The spring of 2020 seems to have brought with it a new wave of actions that tests the conditions of certainty that energy infrastructure investors crave. As I said in this column in May, the Energy Ministry and power system operator Cenace have sought to change the rules of the electricity sector with administrative acts that do not comply with the law. Giving Cenace the power to put reliability as a criterion above economic efficiency simply opens the door for discretion to permeate other technologies.
There has been a flurry of activity in the courts to try to block the decree. The case with the most media attention is that of Greenpeace, which obtained an injunction ordering the suspension of the orders.
Accusations from public figures of corruption in renewable power projects, without evidence, have been thrown around on social media. Those in favor of public works have come up with slogans such as “clean energy, dirty businesses.”
Recently, a new decree by energy regulator CRE changed the transmission rates applicable to self-supply and cogeneration activities when loads are located in different sites interconnected to the transmission network, and are seen as damaging to private operators.
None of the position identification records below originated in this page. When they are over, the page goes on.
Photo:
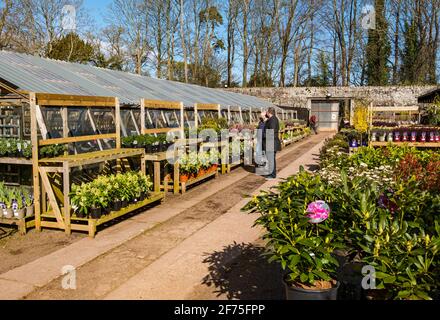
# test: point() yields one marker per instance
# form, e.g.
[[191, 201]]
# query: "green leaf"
[[404, 294], [294, 259], [381, 275], [423, 295], [322, 275], [389, 280]]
Although for a long time the issue of porting fees has been questioned from a cost allocation perspective, the CRE’s decision appears on the face of it to be politically influenced. A rate change like the one at the end of May should be based on a secondary regulation that has not yet been issued along with a general review of transmission rates in the industry. But a comprehensive tariff review of the transmission network seems to be a long way from CRE’s agenda.
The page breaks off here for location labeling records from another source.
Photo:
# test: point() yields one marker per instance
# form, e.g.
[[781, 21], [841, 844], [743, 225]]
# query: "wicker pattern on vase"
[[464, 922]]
Although the Energy Ministry, Cenace and CRE were the protagonists of the changes, there is much to suggest that they come at the behest of the CFE. Bartlett’s antagonism to private investment in the electricity sector is neither recent nor is it unprecedented. In this he shares much in common with the president. In 1988, both were active in the PRI political party. Both worked hard at the ground level forging alliances in unions, and developing intelligence and partnerships that would allow them to ascend the ladder. The arrival of Salinas de Gortari meant the displacement of old school politicians by technocrats with degrees from North American universities, and a command of English and quantitative jargon. Bartlett had to continue in the rough work of dealing with unions and then in the morass of the public education system as Secretary of Education, while economists like Ernesto Zedillo and financiers like Carlos Ruiz Sacristan made the big infrastructure decisions for the Treasury and Pemex. López Obrador, meanwhile, did not meet the new profile of the PRI. He left and became a fighter for social justice. Today, renewable energy, the energy transition, unconventional drilling including hydraulic fracturing, and energy auctions are all associated with what they see as the opportunistic technocrats who usurped power and ruined the country. The energy reform in 2013 in their version is only the latest example of the usurpation of power and betrayal of the people of Mexico.
Today, the national heroes destined for glory and symbols of sovereignty are CFE and Pemex. The villains are all those who affect the interests of the heroes. The big question for which there is no clear answer is, where does natural gas fit into this? The important point is, cheap gas from Texas is a real boon for Mexico. The strategy for producers and marketers seeking to place their gas into Mexico should be one of low-profile coexistence with the state actors. There is a chance for everyone to gain. Even if the importation and commercialization of gas are lumped together with the villains, everyone in Mexico’s energy sector is highly aware of the crucial role of natural gas as a fuel in the electricity sector. And nobody wants their lights to go out.